As the BJP’s CM candidate, Vasundhara will undertake a 40-day yatra in August, starting from the Charbhuja temple in Rajsamand and covering 180 of the 200 constituencies. Nationalism and development will be the central themes. Her two previous yatras were in 2003 and 2013, when she was trying to wrest power from the Congress. She did not take out a rally towards the end of her first term as CM in 2008 because she probably sensed it was a lost cause. With Modi’s popularity backing her now and given the uncertainty over whether she can have another chance to be CM five years later, Vasundhara has deci­ded to go all guns blazing into the campaign. A slogan doing the rounds on social media, however, throws some light on the ­public mood: “Modi tujhse bair nahin, rani teri khair nahin (We have no grudges against you, Modi, but we won’t spare Vasundhara, the queen).”

Meanwhile, the state BJP has got a new chief after over two months of speculation about a tussle between Vasundhara and Shah. She wanted one of her loyalists and the central leadership was reportedly keener on G.S. Shekhawat. Eventually, the two sides agreed on Madan Lal Saini, who had lost the last three elections he conte­sted and is known to be a loose cannon. Replying to a question on farmers’ suicides in the state, he recently told rep­orters that Rajasthan farmers are unlikely to commit suicide as they are used to hard work and struggle. Asked about resentment among BJP MLAs over the CM allegedly not meeting them, Saini tells Outlook, “It’s wrong to say she does not meet people. We (men) can talk while brushing our teeth, shaving or washing clothes. Women can’t do that, so they have two hours less in a day. And there is government work as well…. The Congress does not even have a CM candidate.”

In the Rajasthan Congress, there is a tussle between Sachin Pilot and Ashok Gehlot. Two-time CM Gehlot, who was made an All India Congress Committee general secretary earlier this year, has often said that Rajasthan remains his karmabhoomi, besides taking digs at Pilot. After the Congress lost the Dholpur bypolls, where Pilot was at the campaign’s forefront, Gehlot blamed the party’s “overconfidence”.

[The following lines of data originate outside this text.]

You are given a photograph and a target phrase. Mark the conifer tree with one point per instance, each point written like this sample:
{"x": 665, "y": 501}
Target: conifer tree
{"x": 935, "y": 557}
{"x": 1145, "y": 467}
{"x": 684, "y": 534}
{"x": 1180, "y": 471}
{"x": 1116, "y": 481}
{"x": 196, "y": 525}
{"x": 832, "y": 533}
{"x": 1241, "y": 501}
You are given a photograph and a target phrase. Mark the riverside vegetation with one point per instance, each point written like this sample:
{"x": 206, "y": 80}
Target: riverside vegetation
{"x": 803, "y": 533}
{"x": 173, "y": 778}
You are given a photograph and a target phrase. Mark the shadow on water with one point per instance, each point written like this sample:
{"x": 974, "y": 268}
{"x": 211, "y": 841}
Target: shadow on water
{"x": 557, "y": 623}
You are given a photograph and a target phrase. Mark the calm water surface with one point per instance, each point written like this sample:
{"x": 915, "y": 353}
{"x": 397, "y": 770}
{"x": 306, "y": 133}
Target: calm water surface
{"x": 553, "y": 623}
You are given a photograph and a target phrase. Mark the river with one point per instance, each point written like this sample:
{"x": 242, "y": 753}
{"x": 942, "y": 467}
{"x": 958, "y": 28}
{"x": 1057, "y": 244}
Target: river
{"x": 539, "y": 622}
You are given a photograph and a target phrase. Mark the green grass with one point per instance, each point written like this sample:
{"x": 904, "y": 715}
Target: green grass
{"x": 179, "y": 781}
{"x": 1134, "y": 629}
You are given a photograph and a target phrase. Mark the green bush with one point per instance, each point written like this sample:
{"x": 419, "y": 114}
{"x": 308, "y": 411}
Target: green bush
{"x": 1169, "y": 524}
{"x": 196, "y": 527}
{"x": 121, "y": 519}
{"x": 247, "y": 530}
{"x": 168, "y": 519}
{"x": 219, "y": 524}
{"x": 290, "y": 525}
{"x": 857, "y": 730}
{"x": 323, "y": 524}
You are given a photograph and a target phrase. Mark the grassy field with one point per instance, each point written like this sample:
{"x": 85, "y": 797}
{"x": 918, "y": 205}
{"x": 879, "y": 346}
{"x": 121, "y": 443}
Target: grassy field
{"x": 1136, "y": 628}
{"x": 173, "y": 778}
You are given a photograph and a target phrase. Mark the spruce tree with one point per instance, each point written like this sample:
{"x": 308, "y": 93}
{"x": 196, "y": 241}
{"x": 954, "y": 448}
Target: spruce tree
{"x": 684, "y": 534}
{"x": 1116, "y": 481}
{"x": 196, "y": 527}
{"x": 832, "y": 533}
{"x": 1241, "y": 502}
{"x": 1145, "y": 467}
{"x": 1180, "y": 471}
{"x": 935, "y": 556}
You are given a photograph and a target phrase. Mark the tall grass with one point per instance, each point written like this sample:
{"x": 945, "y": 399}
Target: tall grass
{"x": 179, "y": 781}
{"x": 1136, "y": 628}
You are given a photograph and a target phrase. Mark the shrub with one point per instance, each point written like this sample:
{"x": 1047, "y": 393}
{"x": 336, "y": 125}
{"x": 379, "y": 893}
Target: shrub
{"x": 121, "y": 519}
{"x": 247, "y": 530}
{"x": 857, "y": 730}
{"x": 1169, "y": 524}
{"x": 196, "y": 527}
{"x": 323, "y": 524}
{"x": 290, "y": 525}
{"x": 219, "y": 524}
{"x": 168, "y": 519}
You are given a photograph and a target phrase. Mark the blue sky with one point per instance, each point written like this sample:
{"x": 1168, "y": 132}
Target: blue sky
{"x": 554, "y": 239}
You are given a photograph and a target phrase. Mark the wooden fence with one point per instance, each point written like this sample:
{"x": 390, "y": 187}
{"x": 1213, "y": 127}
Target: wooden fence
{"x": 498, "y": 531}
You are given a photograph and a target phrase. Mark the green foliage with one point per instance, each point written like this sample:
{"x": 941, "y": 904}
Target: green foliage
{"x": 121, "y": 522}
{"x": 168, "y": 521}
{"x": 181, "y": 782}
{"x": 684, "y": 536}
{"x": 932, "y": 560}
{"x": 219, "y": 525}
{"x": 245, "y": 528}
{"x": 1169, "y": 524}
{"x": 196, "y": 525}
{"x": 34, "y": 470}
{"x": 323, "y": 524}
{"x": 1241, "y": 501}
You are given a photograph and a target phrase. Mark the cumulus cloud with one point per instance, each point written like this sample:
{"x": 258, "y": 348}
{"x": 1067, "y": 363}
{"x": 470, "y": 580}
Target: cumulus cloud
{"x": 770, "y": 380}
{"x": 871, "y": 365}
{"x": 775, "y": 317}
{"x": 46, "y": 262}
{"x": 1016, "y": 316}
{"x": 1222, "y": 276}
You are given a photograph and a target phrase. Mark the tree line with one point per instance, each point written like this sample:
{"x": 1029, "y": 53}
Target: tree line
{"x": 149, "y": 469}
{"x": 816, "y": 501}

While Gehlot’s role in the Gujarat and Karnataka assembly polls has exalted his stature, Pilot has been the state Congress chief since the drubbing the party received in 2013 and made a mark in the bypolls as well as the local body elections. Many observers say the emergence of two camps under the two leaders is denting the party’s campaign. Ask them about the tussle and infighting, and they reply only in platitudes.